Plagiarism also includes the unintentional copying or false accreditation of work, so double check your assignments BEFORE you hand them in.

Be sure to do good, honest work, credit your sources and reference accordingly and adhere to the University’s Honor Code. Plagiarism and cheating will be dealt with very seriously following the university’s policies on Plagiarism as outlined in the Student Manual.

Your work may be subject to submission to plagiarism detection software, submission to this system means that your work automatically becomes part of that database and can be compared with the work of your classmates.

Attendance Requirement

The St. George’s University Student Manual (2019/2020) states as follows:

Students are expected to attend all classes and or clinical rotations for which they have registered. Although attendance may not be recorded at every academic activity, attendance may be taken randomly.
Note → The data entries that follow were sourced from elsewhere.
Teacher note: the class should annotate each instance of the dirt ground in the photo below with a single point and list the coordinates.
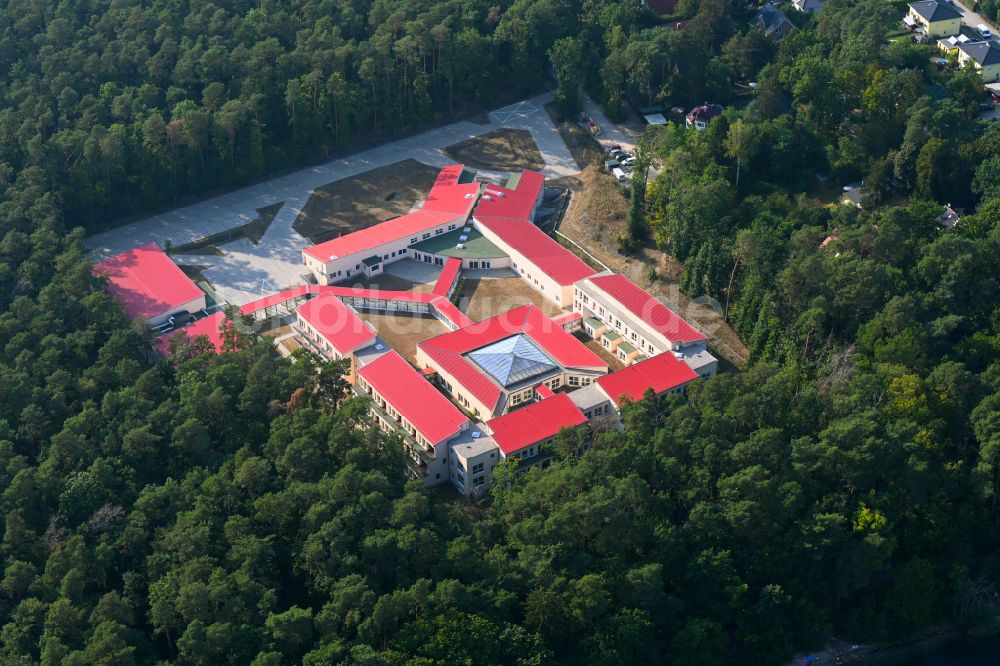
(363, 200)
(595, 219)
(482, 299)
(503, 150)
(389, 282)
(403, 332)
Students’ absence may adversely affect their academic status as specified in the grading policy. If absence from individual classes, examinations, and activities, or from the University itself is anticipated, or occurs spontaneously due to illness or other extenuating circumstances, proper notification procedures must be followed. A particular course may define additional policies regarding specific attendance or participation” (p. 9).

Examination Attendance

The St. George’s University Student Manual (2019/2020) states as follows:

All matriculated students are expected to attend all assigned academic activities for each course currently registered. Medical excuses will be based on self-reporting by students. Students who feel they are too sick to take an examination or other required activity on a specific day must submit the online SAS medical excuse, which is available on Carenage. Students are only allowed two such excuses a year. Upon consultation with the Director of University Health Service, the third excuse will result in a mandatory medical leave of absence. The policies regarding make-up examinations are at the option of the Course Director” (p.46).

For additional specific examination policies and procedures, refer to the St. George’s University Student Manual (2019/2020), pages 31 through 37.

Student Accessibility and Accommodation Services Policy

The St. George’s University Student Manual (2019/2020) states as follows:

A student with a disability or disabling condition that affects one or more major life activities, who would like to request an accommodation, must submit a completed application form and supporting documentation to the Student Accessibility and Accommodation Services (SAAS) located in the Dean of Students Office. It is highly recommended that students applying for accommodations do so at least one month before classes begin to allow for a more efficient and timely consideration of the request. If a fully completed application is not submitted in a timely fashion, an eligibility determination may not be made, and accommodations, where applicable, may not be granted prior to the commencement of classes and/or examinations” (p. 8).


It is the responsibility of the student to read and understand the policies, laws, rules and procedures that while they could affect your grade for a course, have not been specifically outlined in the course syllabus. These are contained in the St. George’s University Student Manual.